Thursday 19th October, 2006

Thanks to Edward Snowden, it is starting to become apparent that almost all governments have a blatant disregard for their citizens' privacy.
Rob. March 2015.

Do you know what's running on your system? The Swiss government are mulling over plans to surreptitiously install trojans onto people's PCs so that they can monitor VOIP transmissions. A trojan is a hidden program running on your computer without your knowledge.

The application, essentially a piece of Trojan code, is also able to turn on the microphone on the target PC and monitor not just VoIP conversations, but also any other ambient audio.
The company claims that the software is able to skirt round any firewalls and evade detection by any antivirus applications already installed on the target machine.
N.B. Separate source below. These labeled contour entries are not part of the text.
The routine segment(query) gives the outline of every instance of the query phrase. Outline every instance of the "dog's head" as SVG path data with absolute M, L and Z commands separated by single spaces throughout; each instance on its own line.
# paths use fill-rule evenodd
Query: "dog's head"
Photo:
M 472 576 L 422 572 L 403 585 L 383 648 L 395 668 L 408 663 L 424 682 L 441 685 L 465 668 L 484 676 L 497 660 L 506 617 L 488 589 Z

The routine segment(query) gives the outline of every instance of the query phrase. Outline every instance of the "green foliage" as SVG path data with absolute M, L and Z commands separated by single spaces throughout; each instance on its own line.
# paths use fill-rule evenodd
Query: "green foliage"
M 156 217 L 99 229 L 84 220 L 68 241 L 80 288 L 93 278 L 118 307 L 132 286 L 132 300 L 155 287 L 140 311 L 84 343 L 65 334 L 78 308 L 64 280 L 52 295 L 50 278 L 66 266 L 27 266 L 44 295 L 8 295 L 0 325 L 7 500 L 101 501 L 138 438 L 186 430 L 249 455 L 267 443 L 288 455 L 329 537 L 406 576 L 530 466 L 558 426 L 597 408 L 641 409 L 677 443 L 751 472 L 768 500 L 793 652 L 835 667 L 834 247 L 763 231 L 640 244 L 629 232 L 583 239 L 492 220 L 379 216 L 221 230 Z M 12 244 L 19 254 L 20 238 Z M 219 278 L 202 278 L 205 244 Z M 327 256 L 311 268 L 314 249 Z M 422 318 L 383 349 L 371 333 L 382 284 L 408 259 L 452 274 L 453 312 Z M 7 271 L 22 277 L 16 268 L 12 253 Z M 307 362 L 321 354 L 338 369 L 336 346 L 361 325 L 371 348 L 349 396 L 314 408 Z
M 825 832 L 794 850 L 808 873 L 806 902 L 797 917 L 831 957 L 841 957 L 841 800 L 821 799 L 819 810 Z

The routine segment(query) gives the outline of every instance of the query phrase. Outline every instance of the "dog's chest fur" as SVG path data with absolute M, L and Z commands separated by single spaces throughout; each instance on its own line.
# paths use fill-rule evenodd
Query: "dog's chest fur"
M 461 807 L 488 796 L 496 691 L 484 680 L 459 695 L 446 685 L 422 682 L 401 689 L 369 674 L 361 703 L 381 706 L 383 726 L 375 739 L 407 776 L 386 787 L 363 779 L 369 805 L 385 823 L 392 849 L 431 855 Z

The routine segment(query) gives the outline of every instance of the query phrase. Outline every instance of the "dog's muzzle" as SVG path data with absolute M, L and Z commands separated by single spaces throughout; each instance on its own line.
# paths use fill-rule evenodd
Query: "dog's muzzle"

Those claims in the second quote are a bit broad, and certainly not sustainable for the future. The worrying thing is, if the Swiss government is proposing it, what other governments are thinking about it?

The thing about proprietary software is that if a government decides it wants a way in, it's hard for a company, even one like Microsoft, to refuse. Think of the benefits they could gain if a government, wishing to monitor its citizens, decided to actively promote (or decree) the use of software from a single, controllable entity.

With Open Source software, all those little backdoors become visible. Even if you're not a programmer, they become visible to thousands of others who are, and who are conscientious, and who will talk. You still have a choice, for now.